Re: [RFC PATCH v2 1/2] vfio/type1: Adopt fast IOTLB flush interface when unmap IOVAs

From: Suravee Suthikulpanit <suravee.suthikulpanit@amd.com>
To: Alex Williamson <alex.williamson@redhat.com>
Cc: linux-kernel@vger.kernel.org, iommu@lists.linux-foundation.org,
	joro@8bytes.org, jroedel@suse.de
Subject: Re: [RFC PATCH v2 1/2] vfio/type1: Adopt fast IOTLB flush interface when unmap IOVAs
Date: Thu, 18 Jan 2018 10:25:12 +0700	[thread overview]
Message-ID: <0cdcfade-481a-96de-cadb-291968392318@amd.com> (raw)
In-Reply-To: <20180108135329.3c1e2c88@t450s.home>

Hi Alex,

On 1/9/18 3:53 AM, Alex Williamson wrote:
> On Wed, 27 Dec 2017 04:20:34 -0500
> Suravee Suthikulpanit <suravee.suthikulpanit@amd.com> wrote:
>> diff --git a/drivers/vfio/vfio_iommu_type1.c b/drivers/vfio/vfio_iommu_type1.c
>> index e30e29a..f000844 100644
>> --- a/drivers/vfio/vfio_iommu_type1.c
>> +++ b/drivers/vfio/vfio_iommu_type1.c
>>
>> ... >>
>> @@ -479,6 +486,40 @@ static long vfio_unpin_pages_remote(struct vfio_dma *dma, dma_addr_t iova,
>>   	return unlocked;
>>   }
>>   
>> +/*
>> + * Generally, VFIO needs to unpin remote pages after each IOTLB flush.
>> + * Therefore, when using IOTLB flush sync interface, VFIO need to keep track
>> + * of these regions (currently using a list).
>> + *
>> + * This value specifies maximum number of regions for each IOTLB flush sync.
>> + */
>> +#define VFIO_IOMMU_TLB_SYNC_MAX		512
> 
> Is this an arbitrary value or are there non-obvious considerations for
> this value should we want to further tune it in the future?
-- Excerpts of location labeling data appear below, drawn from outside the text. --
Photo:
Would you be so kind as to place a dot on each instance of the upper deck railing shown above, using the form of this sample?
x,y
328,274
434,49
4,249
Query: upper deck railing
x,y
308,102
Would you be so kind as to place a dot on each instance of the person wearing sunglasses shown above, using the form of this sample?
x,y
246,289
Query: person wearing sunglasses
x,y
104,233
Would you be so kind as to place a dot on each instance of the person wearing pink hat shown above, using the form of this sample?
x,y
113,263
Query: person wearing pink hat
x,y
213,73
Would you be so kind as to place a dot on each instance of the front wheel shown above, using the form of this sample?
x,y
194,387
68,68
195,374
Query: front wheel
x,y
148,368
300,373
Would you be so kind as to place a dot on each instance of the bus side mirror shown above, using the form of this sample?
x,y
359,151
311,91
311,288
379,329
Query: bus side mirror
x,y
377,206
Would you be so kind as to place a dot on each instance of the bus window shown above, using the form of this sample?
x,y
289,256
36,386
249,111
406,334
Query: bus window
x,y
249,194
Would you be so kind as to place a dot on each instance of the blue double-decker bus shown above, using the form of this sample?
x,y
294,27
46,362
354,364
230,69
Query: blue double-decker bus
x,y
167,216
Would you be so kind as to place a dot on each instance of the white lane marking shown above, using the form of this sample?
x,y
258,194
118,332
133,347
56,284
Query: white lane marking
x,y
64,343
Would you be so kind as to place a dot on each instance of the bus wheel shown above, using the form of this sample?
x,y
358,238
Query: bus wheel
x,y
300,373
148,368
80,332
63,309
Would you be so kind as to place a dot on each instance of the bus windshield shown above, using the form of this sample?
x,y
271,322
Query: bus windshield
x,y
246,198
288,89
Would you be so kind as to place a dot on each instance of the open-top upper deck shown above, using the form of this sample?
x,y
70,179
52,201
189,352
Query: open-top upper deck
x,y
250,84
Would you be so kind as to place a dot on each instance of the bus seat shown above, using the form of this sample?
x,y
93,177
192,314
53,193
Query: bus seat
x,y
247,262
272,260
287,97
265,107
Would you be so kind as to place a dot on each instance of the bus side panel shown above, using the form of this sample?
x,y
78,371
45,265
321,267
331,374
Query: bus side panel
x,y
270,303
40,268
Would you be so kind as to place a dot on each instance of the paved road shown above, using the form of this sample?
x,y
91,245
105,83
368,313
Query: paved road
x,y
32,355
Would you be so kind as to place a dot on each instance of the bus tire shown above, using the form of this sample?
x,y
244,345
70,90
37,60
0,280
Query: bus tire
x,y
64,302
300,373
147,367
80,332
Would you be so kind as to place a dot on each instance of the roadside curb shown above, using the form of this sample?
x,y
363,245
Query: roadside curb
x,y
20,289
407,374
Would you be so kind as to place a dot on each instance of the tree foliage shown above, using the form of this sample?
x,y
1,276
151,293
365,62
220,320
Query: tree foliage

This is just an arbitrary value for now, which we could try further tuning.
On some dGPUs that I have been using, I have seen max of ~1500 regions within an unmap call.
In most case, I see less than 100 regions in an unmap call. The structure is currently 40 bytes.
So, I figured capping at 512 entry in the list is 20KB is reasonable. Let me know what you think.

>> ....
>>
>> @@ -887,8 +946,14 @@ static int map_try_harder(struct vfio_domain *domain, dma_addr_t iova,
>>   			break;
>>   	}
>>   
>> -	for (; i < npage && i > 0; i--, iova -= PAGE_SIZE)
>> -		iommu_unmap(domain->domain, iova, PAGE_SIZE);
>> +	for (; i < npage && i > 0; i--, iova -= PAGE_SIZE) {
>> +		unmapped = iommu_unmap_fast(domain->domain, iova, PAGE_SIZE);
>> +		if (WARN_ON(!unmapped))
>> +			break;
>> +		iommu_tlb_range_add(domain->domain, iova, unmapped);
>> +	}
>> +	if (unmapped)
>> +		iommu_tlb_sync(domain->domain);
> 
> Using unmapped here seems a little sketchy, for instance if we got back
> zero on the last call to iommu_unmap_fast() but had other ranges queued
> for flush.  Do we even need a WARN_ON and break here, are we just
> trying to skip adding a zero range?  The intent is that we either leave
> this function with everything mapped or nothing mapped, so perhaps we
> should warn and continue.  Assuming a spurious sync is ok, we could
> check (i < npage) for the sync condition, the only risk being we had no
> mappings at all and therefore no unmaps.
>
> TBH, I wonder if this function is even needed anymore or if the mapping
> problem in amd_iommu has since ben fixed.

Actually, I never hit this execution path in my test runs. I could just left this
unchanged and use the slow unmap path to simplify the logic. I'm not aware of
the history of why this logic is needed for AMD IOMMU. Is this a bug in the driver or
the hardware?

> Also, I'm not sure why you're gating adding fast flushing to amd_iommu
> on vfio making use of it.  These can be done independently.  Thanks,

Currently, the fast unmap interface is mainly called by VFIO. So, I thought I would
submit the patches together for review. If you would prefer, I can submit the IOMMU part
separately.

Thanks,
Suravee